Chartered accountant firm’s registration number must be there in the company’s resolution for the appointment of the first auditor. Till the conclusion of the first annual general meeting, the first auditor shall hold office. The company needs to convey an extraordinary general meeting by issuing a notice to all the members in writing, in case board of directors failed to appoint the first auditor within 30 days of incorporation. Such members within 90 days from the date of failure to appoint shall appoint the first auditor in the extraordinary general meeting.
APPOINTMENT OF FIRST AUDITOR
Within 30 days of Incorporation, the first auditor of the company shall be appointed by the Board. An EGM shall be called within 90 days to appoint the first auditor In the case of Board’s failure to appoint the first auditor as per Section 139(6). The 90 days time limit starts from Incorporation of the company rather than the expiry of 30 days(i.e. failure of Board) however, the law is silent regarding from when this time limit of 90 days be reckoned.
Tenure: – Till conclusion of the 1st annual general meeting.
Remuneration of the first auditor can be decided by the Board As per proviso to section 142(1) of company law.
Appointment of 1st auditor require obtaining written consent, certificate and filing of form ADT-1.
Section 139(6) governed the appointment of first auditor, non-obstante clause [notwithstanding anything contained in sub-section (1)] and it is sub-section (1) require obtaining consent & certificate from auditor and filing of form ADT-1 with ROC.
Interpretation of “notwithstanding anything contained….”: – the non-obstante clause is used to avoid the operation and effect of all contrary provisions as per Supreme Court view. Thus, the no-obstinate clause will prevail In case any departure between a non-obstante clause and other provisions.
Since Section 139(6) does not speak anything contrary to Section 139(1) as far as obtaining of consent, certificate and filing of a form are concerned. Thus, it can be interpreted that ADT-1 should be filed with ROC for first auditor appointment.
- Convey the message to the proposed auditor as regard to the intention of appointing him/it as auditor whether he/ it is eligible and not disqualified to be appointed as auditor of the company.
- Obtain consent & certificate from auditor.

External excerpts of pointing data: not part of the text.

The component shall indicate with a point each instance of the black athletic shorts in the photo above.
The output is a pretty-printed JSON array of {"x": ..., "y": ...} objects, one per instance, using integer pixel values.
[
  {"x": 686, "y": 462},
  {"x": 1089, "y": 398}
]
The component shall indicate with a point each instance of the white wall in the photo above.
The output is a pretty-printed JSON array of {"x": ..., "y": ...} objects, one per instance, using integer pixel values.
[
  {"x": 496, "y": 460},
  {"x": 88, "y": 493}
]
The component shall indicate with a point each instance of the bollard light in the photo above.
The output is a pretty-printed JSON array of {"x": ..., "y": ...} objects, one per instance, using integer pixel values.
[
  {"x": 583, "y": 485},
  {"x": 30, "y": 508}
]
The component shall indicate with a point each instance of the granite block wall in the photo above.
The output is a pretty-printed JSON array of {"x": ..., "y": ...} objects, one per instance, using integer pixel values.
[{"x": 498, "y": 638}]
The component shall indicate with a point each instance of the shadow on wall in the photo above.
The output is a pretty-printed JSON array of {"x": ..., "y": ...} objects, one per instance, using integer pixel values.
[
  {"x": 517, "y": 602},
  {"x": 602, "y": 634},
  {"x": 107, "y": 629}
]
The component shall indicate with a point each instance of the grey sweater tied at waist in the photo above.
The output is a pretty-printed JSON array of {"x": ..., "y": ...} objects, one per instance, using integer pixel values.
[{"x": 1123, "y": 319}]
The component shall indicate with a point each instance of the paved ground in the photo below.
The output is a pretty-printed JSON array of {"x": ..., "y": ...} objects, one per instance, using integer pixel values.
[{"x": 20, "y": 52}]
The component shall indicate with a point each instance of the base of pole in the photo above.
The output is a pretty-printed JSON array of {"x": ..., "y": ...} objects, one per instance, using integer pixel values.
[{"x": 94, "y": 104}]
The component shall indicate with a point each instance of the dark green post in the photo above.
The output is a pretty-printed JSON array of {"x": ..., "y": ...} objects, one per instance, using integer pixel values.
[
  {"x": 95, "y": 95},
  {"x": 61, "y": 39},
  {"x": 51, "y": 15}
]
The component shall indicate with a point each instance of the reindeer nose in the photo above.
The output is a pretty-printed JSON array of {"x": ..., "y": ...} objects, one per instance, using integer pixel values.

- Obtain recommendation of the audit committee if it is required to be constituted.
- Call Board meeting.
- At the first board meeting approved the appointment of auditor.
- Intimate the auditor and file with ROC form ADT-1(to be attached in form GNL-2 as per MCA circular 09/2014 dated 25th April 2014) within 15 days.
APPOINTMENT OF AUDITOR AT 1ST AGM
Every company shall appoint an individual or a firm as an auditor of the company in its 1st annual general meeting who shall hold office from the conclusion of that meeting, till the conclusion of its sixth annual general meeting as per Section 139(1) of the Act.
Tenure subject to ratification: –
At every AGM the tenure of 5 consecutive years is subject to ratification by shareholders.
Remuneration of the auditor of a company shall be fixed in its general meeting as per section 142(1) of the Act or in such manner as may be determined therein.